Fonction publique : le gouvernement préfère la prime plutôt que le salaire

Emploi et Salaires par Valérie Forgeront

Salaires bloqués, prime non garantie, effectifs en berne, atteinte au salaire différé... les fonctionnaires doivent combattre sur tous les fronts.

Les fonctionnaires souhaiteraient être un peu surpris par les initiatives gouvernementales. Ce n’est toujours pas le cas. En effet, l’État ne répond pas à la demande de hausse générale des salaires indiciaires. Les 5,2 millions d’agents ont cependant perdu 10% de pouvoir d’achat en dix ans. Gelé depuis 2010, le point d’indice (base de calcul des salaires des agents) le restera jusqu’en 2017, a indiqué le Premier ministre en détaillant la répartition des coupes à opérer pour assurer le plan d’économies de 50 milliards d’ici à 2017. Par le gel de leurs salaires, les fonctionnaires prendront donc leur part, même s’ils ont déjà largement souffert, notamment à travers la perte des effectifs. Après le constat des 150 000 postes supprimés dans la fonction publique entre 2007 et 2012, la Cour des comptes vient de compléter le tableau pour 2013. Les créations d’emplois ont été moins nombreuses que prévu dans les ministères prioritaires (éducation, justice, police) et les suppressions de postes ont été plus fortes dans le reste de la fonction publique d’État, 7 172 suppressions effectives contre les 2 200 programmées. Contestant notamment la perte chronique d’effectifs depuis près de dix ans et le mépris salarial qui perdure plus que jamais envers les fonctionnaires, les agents publics, à l’appel de FO notamment, ont organisé une journée d’actions le 15 mai dernier.

APRÈS LA PFR, L’IFSE…

Le gouvernement a-t-il compris le message ? Pas vraiment. Il annonce l’arrivée en 2015 d’une mesure (calquée sur celle prévue pour le privé) consistant à alléger les cotisations sociales des fonctionnaires percevant entre un et 1,3 Smic. Cela à travers une réduction de la retenue pour cotisation retraite. La mesure devrait concerner 2,2 millions d’agents (État, territoriale et hospitalière), soit 100% des agents de catégorie C (la plus basse), 70% des agents de catégorie B et 20% des agents de catégorie A. Pour les fonctionnaires FO (UIAFP FO), « cette mesure n’est pas une bonne réponse aux revendications salariales ». Par ailleurs, relève FO, en tenant compte de l’enveloppe budgétaire consacrée aux récentes mesures indiciaires pour les agents de catégorie C et de celle dédiée à cet allégement, « la valeur du point d’indice pouvait être augmentée d’au moins 0,5% ». Le gouvernement a préféré ignorer cette possibilité.
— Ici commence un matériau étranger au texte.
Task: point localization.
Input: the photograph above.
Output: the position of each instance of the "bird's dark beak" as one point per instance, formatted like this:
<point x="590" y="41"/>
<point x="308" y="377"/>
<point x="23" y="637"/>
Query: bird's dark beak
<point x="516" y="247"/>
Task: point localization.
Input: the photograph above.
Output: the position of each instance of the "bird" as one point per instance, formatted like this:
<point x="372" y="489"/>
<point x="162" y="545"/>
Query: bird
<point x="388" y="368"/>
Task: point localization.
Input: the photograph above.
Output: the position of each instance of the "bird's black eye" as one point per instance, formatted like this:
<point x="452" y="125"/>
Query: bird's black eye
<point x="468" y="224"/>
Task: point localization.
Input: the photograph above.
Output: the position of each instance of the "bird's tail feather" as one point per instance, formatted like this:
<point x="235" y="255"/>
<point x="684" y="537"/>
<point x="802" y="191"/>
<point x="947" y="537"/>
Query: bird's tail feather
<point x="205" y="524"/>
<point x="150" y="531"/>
De la même manière, il reste sourd à la demande d’intégration des primes dans le salaire. En revanche, par un décret du 22 mai dernier, les agents se voient affublés d’une nouvelle prime, l’IFSE, en remplacement de la PFR (la prime de fonctions et de résultats) créée en 2009. La proposition d’IFSE, « l’indemnité de fonctions, de sujétions et d’expertise », avait cependant été rejetée cet hiver par sept syndicats, dont FO. L’IFSE, qui sera appliquée à une partie des agents en 2015, puis généralisée en 2017, accorde certes moins de place à la notion de « mérite ». Néanmoins, cette prime est assise sur la notion de « fonction occupée », ce qui signifie qu’« elle est déconnectée du grade et de l’ancienneté de l’agent », s’inquiètent les fonctionnaires FO, s’élevant contre ce « nouveau système antistatutaire ». Une fois de plus assise sur le principe de l’individualisation des rémunérations, cette prime fait fi du principe de carrière des agents et par ailleurs elle n’est assortie d’aucune garantie de versement au-delà de la première année.